MSE:  0.00022651371873831498

In [28]:
reg_dt = DecisionTreeRegressor(max_depth=4, min_samples_leaf=3, min_samples_split=2, splitter='best', max_features='auto', random_state = 7) 
reg_dt.fit(X_train_scaled, y_train)
y_te_pred_dt = reg_dt.predict(X_test_scaled)
y_tr_pred_dt = reg_dt.predict(X_train_scaled)



In [29]:
model = "Decision Tree"

mae = round(mean_absolute_error(y_test,y_te_pred_dt),4)
rmse = round(np.sqrt(mean_squared_error(y_test,y_te_pred_dt)),4)

r2_train = r2_score(y_train, y_tr_pred_dt)
r2_test = r2_score(y_test,y_te_pred_dt)
r2_adj_train = (1 - (1 - r2_train) * (X_train_scaled.shape[0] - 1) / (X_train_scaled.shape[0] - X_train_scaled.shape[1] - 1))
r2_adj_test = (1 - (1 - r2_test) * (X_test_scaled.shape[0] - 1) / (X_test_scaled.shape[0] - X_test_scaled.shape[1] - 1))

results_df = results_df.append({'Model': model, 'R_Squared_train': r2_train, 'R_Squared_test': r2_test,'R_Squared_Adj_train': r2_adj_train, 'R_Squared_Adj_test': r2_adj_test, 
                                'RMSE': rmse, 'MAE': mae}, ignore_index=True)

results_df

  results_df = results_df.append({'Model': model, 'R_Squared_train': r2_train, 'R_Squared_test': r2_test,'R_Squared_Adj_train': r2_adj_train, 'R_Squared_Adj_test': r2_adj_test,


Unnamed: 0,Model,R_Squared_train,R_Squared_test,R_Squared_Adj_train,R_Squared_Adj_test,RMSE,MAE
0,Dummy Regressor (Median),-6.127242e-07,-0.000478,-0.003534,-0.008768,0.0244,0.0194
1,Linear Regression,0.6909249,0.674132,0.689833,0.671431,0.0139,0.0104
2,XGBoost,0.9220981,0.764047,0.921823,0.762092,0.0119,0.0083
3,Random Forest,0.9551438,0.757463,0.954985,0.755453,0.012,0.0082
4,Decision Tree,0.6836561,0.650789,0.682538,0.647895,0.0144,0.0106


#**Conclusion** 

Based off our data metrics of the various models, the best performing models are the XGBoost and Random Forest regressor models.

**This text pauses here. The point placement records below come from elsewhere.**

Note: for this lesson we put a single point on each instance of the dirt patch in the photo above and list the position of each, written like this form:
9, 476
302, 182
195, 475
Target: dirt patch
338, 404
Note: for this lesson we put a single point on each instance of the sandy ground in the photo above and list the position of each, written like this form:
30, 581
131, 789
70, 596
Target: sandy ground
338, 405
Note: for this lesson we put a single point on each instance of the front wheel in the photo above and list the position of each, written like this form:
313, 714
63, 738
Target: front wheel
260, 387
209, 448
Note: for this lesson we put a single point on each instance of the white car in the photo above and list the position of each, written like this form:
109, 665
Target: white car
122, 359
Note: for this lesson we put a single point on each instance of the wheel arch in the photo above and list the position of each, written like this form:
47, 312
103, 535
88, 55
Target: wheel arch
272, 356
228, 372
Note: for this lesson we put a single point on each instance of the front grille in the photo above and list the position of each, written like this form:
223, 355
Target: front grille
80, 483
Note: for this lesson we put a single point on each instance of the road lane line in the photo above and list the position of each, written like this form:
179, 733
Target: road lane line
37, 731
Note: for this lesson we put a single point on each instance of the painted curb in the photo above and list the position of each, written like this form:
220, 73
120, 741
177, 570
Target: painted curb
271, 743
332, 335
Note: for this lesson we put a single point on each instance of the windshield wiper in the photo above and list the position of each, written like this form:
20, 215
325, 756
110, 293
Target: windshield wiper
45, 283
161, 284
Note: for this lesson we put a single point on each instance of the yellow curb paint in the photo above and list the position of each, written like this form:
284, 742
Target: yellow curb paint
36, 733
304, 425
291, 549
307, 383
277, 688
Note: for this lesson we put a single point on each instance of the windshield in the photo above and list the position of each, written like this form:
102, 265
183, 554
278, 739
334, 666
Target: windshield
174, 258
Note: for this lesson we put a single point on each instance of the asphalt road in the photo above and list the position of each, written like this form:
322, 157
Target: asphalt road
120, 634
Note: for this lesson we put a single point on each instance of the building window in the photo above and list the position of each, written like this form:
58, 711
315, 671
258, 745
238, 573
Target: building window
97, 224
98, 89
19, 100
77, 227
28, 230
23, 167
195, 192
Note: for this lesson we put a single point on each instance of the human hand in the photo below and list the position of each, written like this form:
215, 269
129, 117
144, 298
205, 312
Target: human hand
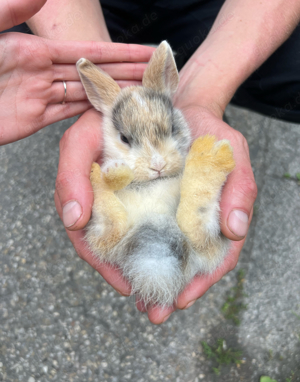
80, 146
238, 196
32, 70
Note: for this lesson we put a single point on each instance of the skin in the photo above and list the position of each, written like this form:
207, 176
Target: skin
243, 36
32, 70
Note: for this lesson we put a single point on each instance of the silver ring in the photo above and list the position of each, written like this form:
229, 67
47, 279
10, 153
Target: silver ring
65, 96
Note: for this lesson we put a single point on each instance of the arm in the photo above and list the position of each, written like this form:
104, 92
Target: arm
79, 20
243, 36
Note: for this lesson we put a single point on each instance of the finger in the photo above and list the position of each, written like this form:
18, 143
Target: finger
58, 112
15, 12
52, 114
239, 194
68, 52
123, 71
111, 275
158, 315
74, 93
80, 146
201, 283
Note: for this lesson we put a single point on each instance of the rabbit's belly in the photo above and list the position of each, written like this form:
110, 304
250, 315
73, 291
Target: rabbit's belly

They have the lowest mean absolute error and their R-Squared score are the closest to the value of 1 for their testing data. Comparing the two, XGBoost performs better in the mean absolute error and the R-squared statistic, making it the most optimal model of the several tested to use.